Logs are text files and should be self-evident, with one major note:
**live logs (files that are being appended to by services) in general are 
not externally rotatable**. However, our stack includes rotation and 
archival sidecars in it, and you can certainly blow away archives with no
ill effects (aside from losing log data, of course). They can be copied 
without stopping services without problem. 
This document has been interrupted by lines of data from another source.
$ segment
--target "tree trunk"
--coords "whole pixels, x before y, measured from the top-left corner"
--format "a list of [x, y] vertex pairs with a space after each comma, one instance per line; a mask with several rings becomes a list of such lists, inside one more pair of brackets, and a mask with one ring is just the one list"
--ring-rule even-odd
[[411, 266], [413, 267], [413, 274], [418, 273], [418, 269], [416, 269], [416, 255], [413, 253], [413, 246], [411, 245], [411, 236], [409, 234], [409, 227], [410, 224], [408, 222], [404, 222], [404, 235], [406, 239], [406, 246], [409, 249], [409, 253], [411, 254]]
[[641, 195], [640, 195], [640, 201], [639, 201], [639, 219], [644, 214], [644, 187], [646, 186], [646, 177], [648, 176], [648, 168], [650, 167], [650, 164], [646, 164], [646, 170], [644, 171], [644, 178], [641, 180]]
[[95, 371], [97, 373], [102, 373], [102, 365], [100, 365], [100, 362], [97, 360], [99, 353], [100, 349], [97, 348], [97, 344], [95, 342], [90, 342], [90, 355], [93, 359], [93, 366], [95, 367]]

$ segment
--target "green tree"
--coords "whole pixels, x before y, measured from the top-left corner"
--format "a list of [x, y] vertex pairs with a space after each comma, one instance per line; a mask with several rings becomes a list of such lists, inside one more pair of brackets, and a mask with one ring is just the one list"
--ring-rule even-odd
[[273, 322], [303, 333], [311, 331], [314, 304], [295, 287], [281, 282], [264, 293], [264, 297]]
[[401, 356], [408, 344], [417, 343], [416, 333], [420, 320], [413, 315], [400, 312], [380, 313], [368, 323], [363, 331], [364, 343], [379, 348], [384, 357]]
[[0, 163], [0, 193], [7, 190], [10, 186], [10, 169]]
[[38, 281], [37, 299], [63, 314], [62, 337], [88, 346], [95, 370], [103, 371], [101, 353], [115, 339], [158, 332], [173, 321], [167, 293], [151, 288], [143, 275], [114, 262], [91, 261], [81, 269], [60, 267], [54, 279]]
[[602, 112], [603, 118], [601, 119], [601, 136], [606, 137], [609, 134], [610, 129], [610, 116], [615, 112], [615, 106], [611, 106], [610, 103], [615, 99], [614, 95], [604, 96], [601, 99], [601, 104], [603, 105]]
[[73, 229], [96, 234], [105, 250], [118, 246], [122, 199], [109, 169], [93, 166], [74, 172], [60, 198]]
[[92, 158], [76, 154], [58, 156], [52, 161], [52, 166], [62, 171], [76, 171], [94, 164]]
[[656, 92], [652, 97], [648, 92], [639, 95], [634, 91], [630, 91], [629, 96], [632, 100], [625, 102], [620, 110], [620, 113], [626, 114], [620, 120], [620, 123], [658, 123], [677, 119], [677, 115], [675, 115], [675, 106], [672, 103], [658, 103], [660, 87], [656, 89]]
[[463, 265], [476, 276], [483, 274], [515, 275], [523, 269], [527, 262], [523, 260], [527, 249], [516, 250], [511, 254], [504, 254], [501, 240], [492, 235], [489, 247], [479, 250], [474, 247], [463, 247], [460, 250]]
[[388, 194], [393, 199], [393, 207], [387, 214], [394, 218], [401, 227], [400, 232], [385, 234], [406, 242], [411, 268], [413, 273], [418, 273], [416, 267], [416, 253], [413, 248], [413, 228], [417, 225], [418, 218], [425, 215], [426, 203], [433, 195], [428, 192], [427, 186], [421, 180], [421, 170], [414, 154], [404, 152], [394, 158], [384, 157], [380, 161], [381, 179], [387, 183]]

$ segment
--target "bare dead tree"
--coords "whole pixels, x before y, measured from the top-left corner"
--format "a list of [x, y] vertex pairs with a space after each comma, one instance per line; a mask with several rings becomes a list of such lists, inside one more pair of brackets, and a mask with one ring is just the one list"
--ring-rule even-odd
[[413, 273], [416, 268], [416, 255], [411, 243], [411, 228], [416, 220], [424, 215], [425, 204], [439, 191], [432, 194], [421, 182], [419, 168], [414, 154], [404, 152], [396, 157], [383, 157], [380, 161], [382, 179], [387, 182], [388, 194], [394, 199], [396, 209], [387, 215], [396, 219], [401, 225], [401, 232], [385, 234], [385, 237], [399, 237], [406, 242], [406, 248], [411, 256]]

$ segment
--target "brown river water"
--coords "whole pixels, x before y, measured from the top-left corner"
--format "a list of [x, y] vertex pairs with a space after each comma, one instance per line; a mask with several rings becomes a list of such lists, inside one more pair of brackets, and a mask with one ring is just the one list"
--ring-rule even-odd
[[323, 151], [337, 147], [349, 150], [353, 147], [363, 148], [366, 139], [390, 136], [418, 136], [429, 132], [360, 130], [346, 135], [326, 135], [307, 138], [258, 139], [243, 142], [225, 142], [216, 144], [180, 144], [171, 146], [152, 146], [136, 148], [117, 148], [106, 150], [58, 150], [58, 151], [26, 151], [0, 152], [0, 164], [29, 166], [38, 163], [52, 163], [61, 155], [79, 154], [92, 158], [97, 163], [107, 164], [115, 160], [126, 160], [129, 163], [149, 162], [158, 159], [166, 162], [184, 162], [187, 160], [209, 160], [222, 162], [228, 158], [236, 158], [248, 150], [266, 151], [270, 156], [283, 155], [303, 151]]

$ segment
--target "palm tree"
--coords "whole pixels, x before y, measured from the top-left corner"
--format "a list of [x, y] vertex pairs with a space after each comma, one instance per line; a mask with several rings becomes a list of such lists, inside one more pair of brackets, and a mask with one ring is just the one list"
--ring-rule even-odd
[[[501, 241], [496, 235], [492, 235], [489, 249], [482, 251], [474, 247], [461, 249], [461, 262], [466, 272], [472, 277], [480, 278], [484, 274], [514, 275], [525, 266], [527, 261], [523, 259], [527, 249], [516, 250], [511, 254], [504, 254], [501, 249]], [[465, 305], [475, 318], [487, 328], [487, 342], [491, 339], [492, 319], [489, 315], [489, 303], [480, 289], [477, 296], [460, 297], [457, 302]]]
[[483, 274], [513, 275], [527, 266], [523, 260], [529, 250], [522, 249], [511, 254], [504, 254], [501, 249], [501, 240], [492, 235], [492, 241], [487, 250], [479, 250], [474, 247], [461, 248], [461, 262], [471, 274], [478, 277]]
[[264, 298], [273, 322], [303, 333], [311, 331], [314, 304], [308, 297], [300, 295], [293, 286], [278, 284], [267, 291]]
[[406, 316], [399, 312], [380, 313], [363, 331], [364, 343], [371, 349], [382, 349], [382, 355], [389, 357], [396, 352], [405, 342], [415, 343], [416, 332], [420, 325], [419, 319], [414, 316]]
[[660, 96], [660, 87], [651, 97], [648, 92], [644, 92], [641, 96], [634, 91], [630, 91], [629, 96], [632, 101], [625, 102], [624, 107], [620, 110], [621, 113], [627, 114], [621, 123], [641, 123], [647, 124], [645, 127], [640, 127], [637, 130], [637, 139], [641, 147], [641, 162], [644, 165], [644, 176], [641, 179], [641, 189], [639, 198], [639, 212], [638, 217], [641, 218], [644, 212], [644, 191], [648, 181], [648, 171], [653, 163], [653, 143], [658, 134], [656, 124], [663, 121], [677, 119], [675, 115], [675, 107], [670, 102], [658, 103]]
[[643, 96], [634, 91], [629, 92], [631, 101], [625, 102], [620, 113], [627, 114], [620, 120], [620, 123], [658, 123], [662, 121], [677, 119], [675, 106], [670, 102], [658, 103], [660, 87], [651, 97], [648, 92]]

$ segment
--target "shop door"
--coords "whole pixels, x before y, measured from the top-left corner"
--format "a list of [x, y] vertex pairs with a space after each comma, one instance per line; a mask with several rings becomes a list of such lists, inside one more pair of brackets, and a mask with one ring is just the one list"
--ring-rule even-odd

Scratch, Temp, Cache Data 
+++++++++++++++++++++++++

Data located in internal caches and scratch spaces of Nucleus does not require
backups, and can be deleted without ill effects, but only **when the stack 
is not running**.

.. _nuc_enterprise_usage_migration:

Migration and Upgrades: Methodology
+++++++++++++++++++++++++++++++++++

**We do not support data migration from pre-2021.2.0 versions to 2021.2.0.**

:guilabel:`Nucleus 2021.2.0`

When moving between servers, a method we find convenient is so-called 
*blue-green* approach: where a new instance is brought up alongside
the old one and validated prior to switching users over to it. 

Here's a helpful recipe for server migration with as minimal a downtime 
as possible (*using short hostnames here for clarity, in practice, we recommend using FQDNs when deploying Nucleus*):

* Suppose Nucleus deployed on :code:`nucleus-host-1`, and we desire to migrate to :code:`nucleus-host-2`. A DNS CNAME users are utilizing when accessing this instance is :code:`my-nucleus`, and currently it resolves into :code:`nucleus-host-1`
* :code:`nucleus-host-2` is brought up and the entire data directory is :code:`rsync`'d from :code:`nucleus-host-1`. Note that while hot copies are not supported (see above), we can do that to transfer the bulk of data before shutting down the source instance. Also, there's a high degree of probability that this copy will not be corrupt enough to preclude Nucleus from starting. 
* Nucleus Stack is configured and launched on :code:`nucleus-host-2`. Data upgrade is performed, if required. It then is validated to be operational.
* Downtime for :code:`my-nucleus` is scheduled, and users are notified. 
* During the downtime, 

    * Before the scheduled downtime window, :code:`nucleus-host-1`'s data is :code:`rsync`'d to :code:`nucleus-host-2` again - this will not be the final sync, but will bring those two servers' data very close in state
    * Nucleus on :code:`nucleus-host-1` is shut down
    * Nucleus on :code:`nucleus-host-2` is shut down
    * Data is :code:`rsync`'d again. This will be very quick (seconds for terabytes of data)
    * Data upgrade is performed (because ``rsync`` will "revert" the upgrade that was made when doing the initial test deployment)
    * Nucleus on :code:`nucleus-host-2` is brought up and quickly validated 
    * DNS CNAME :code:`my-nucleus` is updated to resolve to :code:`nucleus-host-2`

Authentication
--------------

Covered in :doc:`Authentication and User Registration <../usage/auth_user_mgmt>` document.